WhereDoIVote uses partitioning to split our data access across 2 databases in production:

  • default: Every front-end has its own copy of the data about addresses, polling stations, polling districts and councils (essentially, the core data we need to serve a search result to a user)
  • logger: There is a shared RDS instance for storing logs, feedback, bug reports, etc

Some criteria for deciding what should be stored in which database:

  • default should store read-only data that we can afford to lose or can be trivially rebuilt. If we can load it in from a management command (e.g: AddressBase, local authority boundaries, polling station addresses, etc), it can go in default.
  • If we create it via the front-end or a user interaction (e.g: a bug report or user account), it needs to go in logger or we'll lose it next time we deploy.
  • If it is performance critical to serving a search result, it should be in default so we can scale out without bottlenecking on DB read capacity.
  • If it is something that will only be used by a small number of users (e.g: internal tooling), it can go in logger.
  • Data in default and data in logger must be free of dependencies, so we can't enforce foreign key integrity between a table which lives on the logger DB in production and a table which lives on the default DB in production. This is why LoggedPostcode.council, for example doesn't have a constraint.

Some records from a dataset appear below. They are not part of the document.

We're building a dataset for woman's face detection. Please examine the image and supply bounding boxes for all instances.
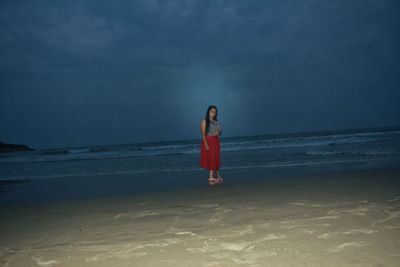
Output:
[208,108,217,118]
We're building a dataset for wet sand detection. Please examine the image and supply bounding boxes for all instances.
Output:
[0,169,400,267]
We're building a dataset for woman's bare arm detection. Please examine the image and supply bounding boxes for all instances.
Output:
[200,120,208,149]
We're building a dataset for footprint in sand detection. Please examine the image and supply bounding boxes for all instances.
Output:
[209,207,232,222]
[328,241,369,252]
[32,256,59,266]
[318,229,377,239]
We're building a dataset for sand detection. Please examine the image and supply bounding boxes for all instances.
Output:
[0,169,400,267]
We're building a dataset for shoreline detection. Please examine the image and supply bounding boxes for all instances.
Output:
[0,168,400,267]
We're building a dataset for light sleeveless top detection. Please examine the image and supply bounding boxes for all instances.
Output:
[207,121,221,135]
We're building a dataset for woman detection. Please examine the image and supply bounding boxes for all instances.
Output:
[200,105,224,185]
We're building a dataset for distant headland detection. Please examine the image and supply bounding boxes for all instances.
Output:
[0,141,34,153]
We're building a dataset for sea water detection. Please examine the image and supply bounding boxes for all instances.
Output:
[0,127,400,203]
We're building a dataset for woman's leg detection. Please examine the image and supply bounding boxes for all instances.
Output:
[208,170,219,185]
[215,170,224,182]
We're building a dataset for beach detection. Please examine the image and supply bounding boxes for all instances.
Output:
[0,167,400,267]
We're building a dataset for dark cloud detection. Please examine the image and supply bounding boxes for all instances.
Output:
[0,0,400,147]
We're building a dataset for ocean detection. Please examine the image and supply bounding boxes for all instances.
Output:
[0,127,400,203]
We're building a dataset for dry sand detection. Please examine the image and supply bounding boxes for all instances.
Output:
[0,169,400,267]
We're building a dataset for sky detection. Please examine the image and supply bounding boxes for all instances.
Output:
[0,0,400,149]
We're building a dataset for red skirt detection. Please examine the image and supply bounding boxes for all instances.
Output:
[200,135,220,171]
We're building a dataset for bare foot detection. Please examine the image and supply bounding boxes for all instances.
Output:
[208,177,220,185]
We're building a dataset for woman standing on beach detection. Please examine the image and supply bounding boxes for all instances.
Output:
[200,105,224,185]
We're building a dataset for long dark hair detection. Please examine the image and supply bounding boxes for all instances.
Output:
[206,105,218,133]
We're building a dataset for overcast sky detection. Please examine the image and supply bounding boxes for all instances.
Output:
[0,0,400,148]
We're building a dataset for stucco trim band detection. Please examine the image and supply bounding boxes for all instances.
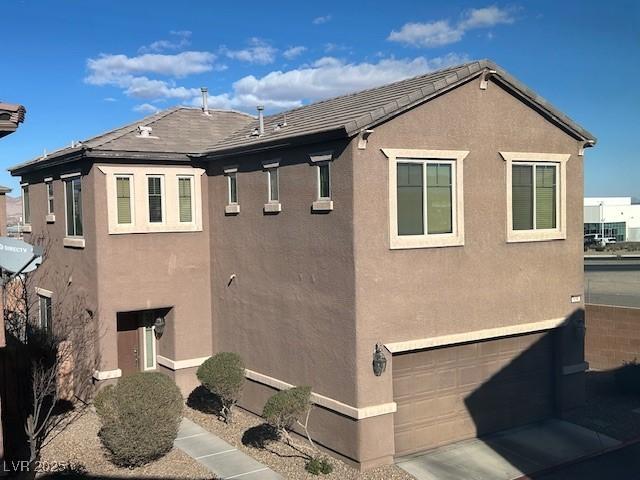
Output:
[156,355,209,370]
[93,368,122,380]
[245,369,398,420]
[385,317,566,353]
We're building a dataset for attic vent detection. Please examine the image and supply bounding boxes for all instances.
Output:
[136,125,158,138]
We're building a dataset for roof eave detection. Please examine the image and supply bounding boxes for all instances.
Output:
[196,126,350,160]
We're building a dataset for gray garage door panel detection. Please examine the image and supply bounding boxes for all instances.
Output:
[393,332,553,456]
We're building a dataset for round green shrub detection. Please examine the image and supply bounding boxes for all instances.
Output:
[94,372,184,467]
[262,386,311,430]
[197,352,245,422]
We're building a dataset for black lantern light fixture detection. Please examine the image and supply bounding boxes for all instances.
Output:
[373,343,387,377]
[153,315,167,338]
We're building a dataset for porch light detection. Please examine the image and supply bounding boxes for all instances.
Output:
[153,317,166,338]
[373,343,387,377]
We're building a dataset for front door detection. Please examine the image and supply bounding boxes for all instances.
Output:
[118,312,140,375]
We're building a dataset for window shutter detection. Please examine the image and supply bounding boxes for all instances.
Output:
[536,165,556,229]
[511,165,533,230]
[116,177,131,223]
[397,163,424,235]
[427,164,453,233]
[178,178,192,222]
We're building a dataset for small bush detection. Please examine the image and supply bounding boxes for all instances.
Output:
[197,352,245,422]
[262,386,311,432]
[304,457,333,475]
[94,372,184,467]
[614,360,640,394]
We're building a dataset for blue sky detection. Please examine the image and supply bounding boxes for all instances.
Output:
[0,0,640,197]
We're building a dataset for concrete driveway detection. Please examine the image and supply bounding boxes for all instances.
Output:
[396,419,620,480]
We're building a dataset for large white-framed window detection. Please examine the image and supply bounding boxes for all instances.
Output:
[147,175,165,223]
[36,288,53,333]
[21,183,31,225]
[382,148,469,249]
[178,175,195,223]
[500,152,571,242]
[113,174,135,225]
[64,174,83,237]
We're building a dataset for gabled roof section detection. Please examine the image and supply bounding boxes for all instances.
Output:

We need to be careful about this in local development because we generally develop with a single DB connection.

Database router config is stored in: polling_stations/db_routers.py but broadly, the things that live on the logger DB in production are:

  • /admin accounts
  • API tokens (most of the I/O for keeping track of API tokens is handled by redis)
  • Logs and User Feedback (see Stats and Feedback)
  • Bug reports
  • File Uploads

We also published a blog post about this in 2017 which is a little old but mostly still true.

RDS updates

Upgrade PostGIS

This needs to be done for every DB that has the PostGIS extension enabled.

Log into the DB

psql postgresql://<USER>@<ENDPOINT>:5432/<DBNAME>

eg: will@laptop:~$ psql postgresql://polling_stations@wdivcluster.f00b4rb42.eu-west-2.rds.amazonaws.com:5432/logger_staging

Then

# Get the version
=> select * from pg_available_extensions where name like '%postgis%';

# Discover what update paths exist
=> SELECT * FROM pg_extension_update_paths('postgis') WHERE source='2.3.7' AND target NOT LIKE '%next%' AND source<target AND path LIKE '%--%';

# Update to the most recent
=> alter extension postgis update to '3.1.5';
=> select postgis_extensions_upgrade();

# Check
select * from pg_available_extensions where name like '%postgis%';

You can then check what version of Postgres you can bump to from the PostGIS compatibility matrix.

Go to RDS console and modify the engine to the version you want.